The questions we ask our students are very important. Our questions should require our students to think past their comfort zone in order to make sense of the content being taught. I could go on an on about questions, but I'll get straight to point of this post... to explain Pushing & Pulling questions.
I came up with Pushing and Pulling questions as a way to help me plan and organize questions that I would ask my students during instruction and as I was monitoring their work. The point of the questions is redirection. However, the exact question determines what we are directing students to.
When teachers ask students pulling questions, we pull students to our thinking. In other words, we redirect them to what we want them to know and think.
When teachers ask students pushing questions, we push students into their own thinking. In other words, we redirect them to understanding in their own thinking.
Like with many things in teaching, everything has its place and time! However, overall we want to ask more pushing questions that pulling questions.
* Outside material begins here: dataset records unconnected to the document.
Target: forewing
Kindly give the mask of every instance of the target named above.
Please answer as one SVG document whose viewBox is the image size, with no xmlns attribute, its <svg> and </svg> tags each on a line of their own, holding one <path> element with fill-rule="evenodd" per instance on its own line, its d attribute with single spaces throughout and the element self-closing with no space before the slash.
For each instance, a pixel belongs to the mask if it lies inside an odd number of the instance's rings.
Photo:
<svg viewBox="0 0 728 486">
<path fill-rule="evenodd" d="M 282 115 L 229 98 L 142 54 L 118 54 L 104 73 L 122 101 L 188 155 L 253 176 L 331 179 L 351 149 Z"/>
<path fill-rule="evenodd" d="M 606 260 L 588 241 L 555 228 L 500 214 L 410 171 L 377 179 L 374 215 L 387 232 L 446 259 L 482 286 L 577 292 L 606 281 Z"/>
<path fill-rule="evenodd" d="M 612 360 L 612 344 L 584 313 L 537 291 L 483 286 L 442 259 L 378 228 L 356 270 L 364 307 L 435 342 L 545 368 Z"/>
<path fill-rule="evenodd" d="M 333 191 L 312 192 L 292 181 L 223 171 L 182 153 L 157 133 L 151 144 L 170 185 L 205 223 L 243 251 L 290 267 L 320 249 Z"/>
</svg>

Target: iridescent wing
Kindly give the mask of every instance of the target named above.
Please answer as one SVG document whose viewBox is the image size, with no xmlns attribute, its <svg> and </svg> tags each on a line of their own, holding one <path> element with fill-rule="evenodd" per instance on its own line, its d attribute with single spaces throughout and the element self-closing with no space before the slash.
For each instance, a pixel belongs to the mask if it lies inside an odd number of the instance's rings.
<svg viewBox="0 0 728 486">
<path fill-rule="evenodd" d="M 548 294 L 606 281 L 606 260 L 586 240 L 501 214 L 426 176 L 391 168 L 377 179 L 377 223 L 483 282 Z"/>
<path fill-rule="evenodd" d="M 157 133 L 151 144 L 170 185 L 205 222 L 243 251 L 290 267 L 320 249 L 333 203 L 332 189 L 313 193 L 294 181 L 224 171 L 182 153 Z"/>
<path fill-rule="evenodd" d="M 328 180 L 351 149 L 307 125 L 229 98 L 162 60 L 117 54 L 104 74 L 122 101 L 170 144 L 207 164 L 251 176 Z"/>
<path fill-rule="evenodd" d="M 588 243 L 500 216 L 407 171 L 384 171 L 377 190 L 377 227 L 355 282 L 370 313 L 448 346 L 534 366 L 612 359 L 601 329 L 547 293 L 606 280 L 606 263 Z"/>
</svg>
The #1 pushing question is usually "Will you explain your work to me?" This is my typical go-to question when I notice my students solving something incorrectly. Many times while they are explaining what they did, they actually catch their own error while they are explaining. If they don't catch it, I will ask another question that is still pushing them into their thinking, but more guidance than "Will you explain your work to me?" As necessary (and as time/situation allows), I continue asking questions making my way down the spectrum.
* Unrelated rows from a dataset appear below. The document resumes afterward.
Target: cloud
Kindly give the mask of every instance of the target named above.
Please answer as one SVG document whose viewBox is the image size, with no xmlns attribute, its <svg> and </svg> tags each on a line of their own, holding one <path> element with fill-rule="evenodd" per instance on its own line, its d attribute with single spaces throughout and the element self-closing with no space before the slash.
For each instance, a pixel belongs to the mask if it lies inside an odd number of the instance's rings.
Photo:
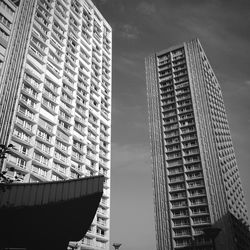
<svg viewBox="0 0 250 250">
<path fill-rule="evenodd" d="M 156 13 L 156 8 L 153 3 L 141 2 L 137 6 L 137 10 L 144 15 L 151 16 Z"/>
<path fill-rule="evenodd" d="M 139 37 L 139 30 L 131 24 L 124 24 L 121 26 L 120 35 L 127 40 L 136 40 Z"/>
</svg>

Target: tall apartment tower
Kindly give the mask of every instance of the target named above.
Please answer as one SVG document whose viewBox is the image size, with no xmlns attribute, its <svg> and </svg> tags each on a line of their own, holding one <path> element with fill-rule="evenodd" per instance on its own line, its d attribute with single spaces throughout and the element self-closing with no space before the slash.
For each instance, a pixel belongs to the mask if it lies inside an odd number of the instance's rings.
<svg viewBox="0 0 250 250">
<path fill-rule="evenodd" d="M 109 249 L 111 27 L 90 0 L 22 0 L 15 20 L 0 91 L 0 143 L 15 150 L 3 169 L 24 182 L 104 175 L 80 248 Z"/>
<path fill-rule="evenodd" d="M 146 58 L 157 250 L 250 249 L 220 85 L 195 39 Z"/>
<path fill-rule="evenodd" d="M 0 74 L 11 35 L 11 28 L 15 21 L 17 4 L 18 1 L 14 0 L 0 1 Z"/>
</svg>

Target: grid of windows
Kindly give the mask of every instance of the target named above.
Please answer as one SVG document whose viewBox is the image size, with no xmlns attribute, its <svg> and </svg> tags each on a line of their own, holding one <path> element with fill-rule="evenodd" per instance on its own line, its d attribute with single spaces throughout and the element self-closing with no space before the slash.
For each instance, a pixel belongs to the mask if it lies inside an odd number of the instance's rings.
<svg viewBox="0 0 250 250">
<path fill-rule="evenodd" d="M 104 175 L 91 240 L 82 241 L 101 249 L 109 246 L 111 40 L 91 1 L 38 0 L 13 121 L 17 150 L 5 164 L 21 181 Z"/>
</svg>

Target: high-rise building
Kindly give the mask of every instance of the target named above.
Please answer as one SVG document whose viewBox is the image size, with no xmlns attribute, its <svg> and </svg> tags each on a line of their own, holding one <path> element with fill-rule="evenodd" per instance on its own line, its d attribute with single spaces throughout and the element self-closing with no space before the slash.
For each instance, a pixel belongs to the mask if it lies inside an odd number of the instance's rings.
<svg viewBox="0 0 250 250">
<path fill-rule="evenodd" d="M 2 167 L 25 182 L 104 175 L 81 249 L 109 249 L 111 27 L 90 0 L 23 0 L 15 20 L 0 89 L 0 143 L 15 150 Z"/>
<path fill-rule="evenodd" d="M 216 229 L 217 249 L 250 249 L 222 91 L 200 42 L 146 58 L 146 81 L 157 250 L 214 249 Z"/>
<path fill-rule="evenodd" d="M 0 73 L 8 47 L 11 28 L 15 21 L 17 4 L 18 1 L 0 1 Z"/>
</svg>

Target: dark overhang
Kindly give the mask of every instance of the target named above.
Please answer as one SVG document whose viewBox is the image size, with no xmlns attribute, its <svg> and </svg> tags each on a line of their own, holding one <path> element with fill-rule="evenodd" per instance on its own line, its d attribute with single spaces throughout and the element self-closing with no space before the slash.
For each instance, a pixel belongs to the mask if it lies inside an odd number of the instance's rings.
<svg viewBox="0 0 250 250">
<path fill-rule="evenodd" d="M 90 227 L 103 176 L 0 184 L 0 249 L 63 250 Z"/>
</svg>

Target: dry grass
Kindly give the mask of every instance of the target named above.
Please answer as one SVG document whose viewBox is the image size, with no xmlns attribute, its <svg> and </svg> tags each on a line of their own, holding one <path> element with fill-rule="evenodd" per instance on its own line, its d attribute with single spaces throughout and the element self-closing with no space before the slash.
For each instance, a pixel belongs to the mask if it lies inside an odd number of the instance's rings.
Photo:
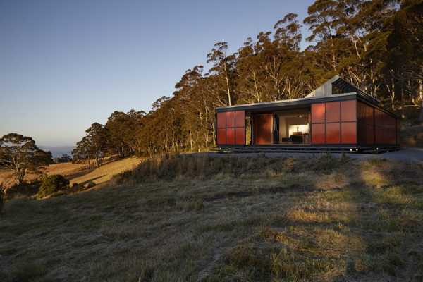
<svg viewBox="0 0 423 282">
<path fill-rule="evenodd" d="M 42 173 L 49 175 L 61 174 L 67 178 L 73 178 L 78 174 L 88 172 L 88 168 L 85 164 L 62 163 L 54 164 L 43 169 Z M 39 174 L 27 173 L 25 176 L 26 181 L 34 181 L 39 177 Z M 16 184 L 13 173 L 10 171 L 0 169 L 0 183 L 3 183 L 6 188 L 10 188 Z"/>
<path fill-rule="evenodd" d="M 134 169 L 140 161 L 141 159 L 135 157 L 111 161 L 86 174 L 72 178 L 70 184 L 80 184 L 90 181 L 96 184 L 104 183 L 111 179 L 114 176 Z"/>
<path fill-rule="evenodd" d="M 406 147 L 423 147 L 423 125 L 415 125 L 401 130 L 401 145 Z"/>
<path fill-rule="evenodd" d="M 421 281 L 422 171 L 331 156 L 150 160 L 102 189 L 6 202 L 0 281 Z"/>
</svg>

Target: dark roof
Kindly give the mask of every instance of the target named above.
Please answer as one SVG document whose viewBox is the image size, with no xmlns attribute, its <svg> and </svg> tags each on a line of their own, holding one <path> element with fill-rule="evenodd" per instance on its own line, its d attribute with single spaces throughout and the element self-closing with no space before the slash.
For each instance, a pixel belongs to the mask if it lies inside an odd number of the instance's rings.
<svg viewBox="0 0 423 282">
<path fill-rule="evenodd" d="M 373 99 L 376 104 L 379 104 L 379 101 L 373 96 L 366 93 L 361 89 L 352 85 L 343 78 L 338 78 L 336 80 L 332 82 L 332 85 L 335 85 L 337 88 L 341 90 L 342 93 L 356 92 L 357 94 Z"/>
</svg>

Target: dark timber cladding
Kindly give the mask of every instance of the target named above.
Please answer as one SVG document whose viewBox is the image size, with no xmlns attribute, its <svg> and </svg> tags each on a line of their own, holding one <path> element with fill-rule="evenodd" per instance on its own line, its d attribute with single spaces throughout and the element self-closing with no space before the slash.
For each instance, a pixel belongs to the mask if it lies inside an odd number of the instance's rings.
<svg viewBox="0 0 423 282">
<path fill-rule="evenodd" d="M 399 143 L 397 116 L 337 75 L 305 98 L 219 107 L 216 111 L 221 149 L 343 146 L 358 150 Z"/>
</svg>

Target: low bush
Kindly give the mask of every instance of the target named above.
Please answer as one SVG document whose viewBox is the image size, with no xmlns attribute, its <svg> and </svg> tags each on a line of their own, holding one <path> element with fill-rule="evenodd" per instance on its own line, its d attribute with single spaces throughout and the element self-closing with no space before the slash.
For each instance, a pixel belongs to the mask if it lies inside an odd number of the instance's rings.
<svg viewBox="0 0 423 282">
<path fill-rule="evenodd" d="M 45 197 L 58 191 L 67 190 L 68 188 L 69 180 L 60 174 L 44 176 L 42 178 L 38 195 Z"/>
</svg>

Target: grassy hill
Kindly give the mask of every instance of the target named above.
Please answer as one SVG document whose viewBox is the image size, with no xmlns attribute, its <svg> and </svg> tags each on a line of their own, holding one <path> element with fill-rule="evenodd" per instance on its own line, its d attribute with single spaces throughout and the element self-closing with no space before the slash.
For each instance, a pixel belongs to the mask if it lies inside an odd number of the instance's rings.
<svg viewBox="0 0 423 282">
<path fill-rule="evenodd" d="M 0 281 L 421 281 L 422 171 L 329 155 L 147 161 L 102 189 L 6 202 Z"/>
<path fill-rule="evenodd" d="M 128 169 L 134 168 L 141 159 L 129 157 L 121 159 L 111 158 L 99 168 L 90 169 L 86 164 L 62 163 L 48 166 L 42 172 L 46 174 L 61 174 L 70 180 L 70 183 L 83 184 L 92 181 L 101 184 L 110 180 L 114 175 Z M 27 181 L 32 181 L 39 177 L 39 174 L 29 173 L 25 176 Z M 12 172 L 0 169 L 0 183 L 11 187 L 16 182 Z"/>
</svg>

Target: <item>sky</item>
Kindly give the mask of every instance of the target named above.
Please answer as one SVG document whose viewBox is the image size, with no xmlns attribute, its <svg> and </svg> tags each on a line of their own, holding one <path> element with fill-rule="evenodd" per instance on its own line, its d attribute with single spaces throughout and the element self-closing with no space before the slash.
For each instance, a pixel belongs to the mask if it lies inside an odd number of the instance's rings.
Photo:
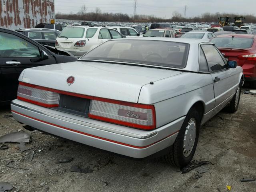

You can grab a copy of my Pushing Vs. Pulling Organizer that I use to help plan for questions with my students. With this organizer, I typically anticipate misconceptions and then I carefully think about the range of questions that I can ask my students. This organizer is helpful to use per skill/lesson. However, the main reason that I created it was to serve as a scaffold for questioning. When teachers begin thinking about their questions as a range, then it soon becomes a norm. When it becomes a norm, then more "in the act" questioning naturally occurs for teachers.